Taraflar arasındaki vasiyetnamenin açılması ve tenfizi davasında, dosya içerisindeki bütün kağıtlar okunup gereği düşünüldü:

Davacılar, murisin vasiyetnamesi ile taşınmazlarını vasiyet ettiğini, murisin yaptığı vasiyetnamenin açıldığını ve okunduğunu dava konusu vasiyetnamenin tenfizine karar verilmesini talep etmişlerdir.

Davalılar vasiyetnamenin açılmasına ve tenfizine ilişkin davanın reddini dilemişler, davalı ise süresinde sunmadığı cevap dilekçesi ile davanın reddine karar verilmesini istemiştir.

Mahkemece, vasiyetnamenin açılmasına karar verildiği gerekçesiyle bu konuda yeniden karar verilmesine yer olmadığına karar verilmiş, hüküm davacılar vekilinin temyizi üzerine Dairemizin; “dosyanın imha edildiğinin bildirildiği, dosya içerisinde yalnızca gerekçeli karar örneğinin bulunduğu anlaşılmaktadır. Karar incelendiğinde; Medeni Kanun dönemine ait olduğu, söz konusu yargılama dosyasında davacının “kamu” olarak gösterildiği, karar içeriğinde murisin mirasçılarının tespiti yapılarak hazır olan mirasçılara dava konusu vasiyetnamenin okunduğu ve vasiyetnameye karşı beyanlarının alındığı, hüküm kısmında ise murise ait dava konusu vasiyetname içeriğinin aynen yazılmasının ardından vasiyetnamenin tenfizi ifadesinin kullanıldığı, bu şekilde hüküm tesis edildiği görülmektedir.

Açıklanan içeriği itibari ile her ne kadar hüküm kısmında “tenfiz” ifadesi kullanılmış ise de iş bu dosyanın vasiyetnamenin tenfizi dosyası niteliğinde değil vasiyetnamenin açılması dosyası niteliğinde olduğu anlaşılmaktadır.
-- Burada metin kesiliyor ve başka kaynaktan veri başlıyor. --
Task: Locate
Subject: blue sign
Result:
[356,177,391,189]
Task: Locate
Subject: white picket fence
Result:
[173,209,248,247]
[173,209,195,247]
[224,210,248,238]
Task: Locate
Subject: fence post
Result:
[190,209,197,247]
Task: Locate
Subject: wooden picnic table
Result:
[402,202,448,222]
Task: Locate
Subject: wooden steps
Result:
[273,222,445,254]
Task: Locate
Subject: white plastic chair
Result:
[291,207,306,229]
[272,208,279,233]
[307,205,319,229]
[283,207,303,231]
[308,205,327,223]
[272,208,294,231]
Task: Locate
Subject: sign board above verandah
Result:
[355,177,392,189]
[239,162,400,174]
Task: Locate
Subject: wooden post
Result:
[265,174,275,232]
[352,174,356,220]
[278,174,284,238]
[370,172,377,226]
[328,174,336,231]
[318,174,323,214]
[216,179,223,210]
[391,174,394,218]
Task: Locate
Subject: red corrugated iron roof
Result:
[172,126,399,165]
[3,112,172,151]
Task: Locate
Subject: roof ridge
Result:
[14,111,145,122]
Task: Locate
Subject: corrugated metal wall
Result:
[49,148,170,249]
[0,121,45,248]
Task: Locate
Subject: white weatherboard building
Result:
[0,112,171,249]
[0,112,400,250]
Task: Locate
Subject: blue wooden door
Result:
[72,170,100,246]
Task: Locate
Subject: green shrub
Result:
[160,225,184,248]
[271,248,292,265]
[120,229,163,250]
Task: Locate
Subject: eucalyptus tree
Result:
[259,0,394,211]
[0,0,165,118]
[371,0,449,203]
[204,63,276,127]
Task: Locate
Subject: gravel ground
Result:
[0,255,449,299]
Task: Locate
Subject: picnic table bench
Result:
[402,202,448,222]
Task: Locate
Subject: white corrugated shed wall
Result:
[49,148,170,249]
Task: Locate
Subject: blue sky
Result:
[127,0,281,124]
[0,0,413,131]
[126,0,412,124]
Bu itibarla, dayanak olarak alınan iş bu dosya, eldeki yargılama dosyasını konusuz bırakamaz.

Davacıların dava açılmadan önce müşterek mülkiyete çevrildiği, bu işlemin lehine vasiyet yapılana vasiyet okunduktan sonra gerçekleştiği, davanın bu hali ile ayna ilişkin olarak tapu iptal ve tescil davası olarak görülebileceği gerekçesiyle konusuz kalan dava yönünden karar verilmesine yer olmadığına karar verilmiş, hüküm süresi içinde davacılar vekili tarafından temyiz edilmiştir.

Somut olay değerlendirildiğinde; taraflar arasındaki iştirak halindeki mülkiyetin hangi işlemle, ne şekilde müşterek mülkiyete çevrildiği tespit edilmeden tesis edilen hüküm, eksik araştırma ve inceleme neticesinde tesis edildiğinden usul ve yasaya aykırı bulunarak bozmayı gerektirmiştir.